As a self-proclaimed male feminist (and a guy who makes his living in
marketing and advertising) I wonder if it mightn't be useful to promote
the work of female anthropologists by talking about work that we,
personally, really like. To start the ball rolling, I'd like to say a few
words about _Crafting Selves_ by Dorinne Kondo. The book is a highly
reflexive one in which Kondo talks openly about coming to Japan as a
strongly committed feminist prepared to be highly critical of what is--
no question about it--a highly sexist society. Her fieldwork, spent
working in a Tokyo confectionary factory, challenged her to reconsider
her assumption that in such a society women should feel oppressed and
miserable. What she writes, however, is far from confirming a sexist's
dream of oriental women delighting in submission. It is, instead, a lucid
account of how human beings use language to craft the selves they see
themselves as being. Three cases are central to the story.

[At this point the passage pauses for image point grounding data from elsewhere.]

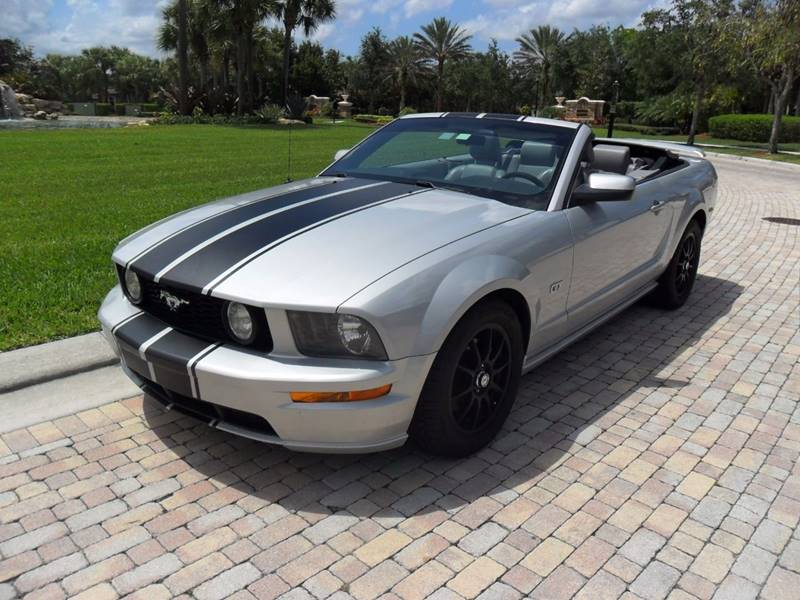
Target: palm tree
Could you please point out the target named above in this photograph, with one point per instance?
(440, 41)
(242, 17)
(539, 49)
(183, 57)
(308, 14)
(406, 64)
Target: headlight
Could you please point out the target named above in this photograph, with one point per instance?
(348, 336)
(133, 287)
(240, 323)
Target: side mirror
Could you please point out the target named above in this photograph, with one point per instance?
(604, 187)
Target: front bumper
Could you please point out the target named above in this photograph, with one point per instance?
(209, 379)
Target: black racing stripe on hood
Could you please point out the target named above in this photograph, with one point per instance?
(136, 332)
(203, 267)
(176, 348)
(159, 255)
(170, 356)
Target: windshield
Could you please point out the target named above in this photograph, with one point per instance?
(506, 160)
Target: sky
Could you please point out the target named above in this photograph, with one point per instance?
(67, 26)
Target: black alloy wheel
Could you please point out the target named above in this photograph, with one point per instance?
(472, 384)
(481, 379)
(677, 281)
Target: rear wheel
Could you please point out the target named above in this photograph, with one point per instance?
(675, 285)
(472, 384)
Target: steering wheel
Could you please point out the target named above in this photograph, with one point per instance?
(531, 178)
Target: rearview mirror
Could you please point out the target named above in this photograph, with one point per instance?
(604, 187)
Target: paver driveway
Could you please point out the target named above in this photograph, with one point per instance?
(657, 457)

First is a description of life at a Moral Training Center to which the
factory's owner likes to send his employees. Activities at the center are
governed by an explicitly formulated ideology which, predictably,
emphasizes submission to the group and obedience to seniors who
stand in loco parentis. The principles are explicitly formulated, but the
training itself is largely non-verbal: learning through doing in a classic
boot-camp-like rite de passage process. The emphasis on repeated
practice whose goal is perfection of form and the notion that true
learning requires physical embodiment is familiar to anyone familiar
with martial arts.

Second is the autobiography of a senior and highly respected craftsman.
When he talks about himself he talks about the experience of moving
from job to job, staying just long enough to add something to his skill
then moving on. Learning through doing is still central. Loyalty to a group is
replaced by commitment to craft; sensitivity to the seasons and customers'
tastes replacing sensitivity to a group's demands.

Third is an analysis pieced together from interviews with women who
work in the factory. Here Kondo confronts directly that while the Moral
Training Camp has its ideology and the craftsman a well-crafted story,
all that she hears from these women, when she tries to discuss their
work, is fragments . Like the craftsman, these women have moved from
job to job, but the jobs themselves have been varied. There is no story,
no sense of developing craft. The women's stories become coherent only
when they talk about their children and the families on which their
lives are centered. The world of work is a realm of unconnected
memories.

It would, of course, be easy to describe these women as victims of false
consciousness and berate the norms which define their life possibilities.
That Kondo transcends this all-too-easy end to discussion to explore in
detail the ways in which various selves are crafted in what is so often
described as a homogeneous society is a first-class piece of
anthropological writing. It is one I would cheerfully recommend to any
reader, anthropologist or not, a remarkable achievement.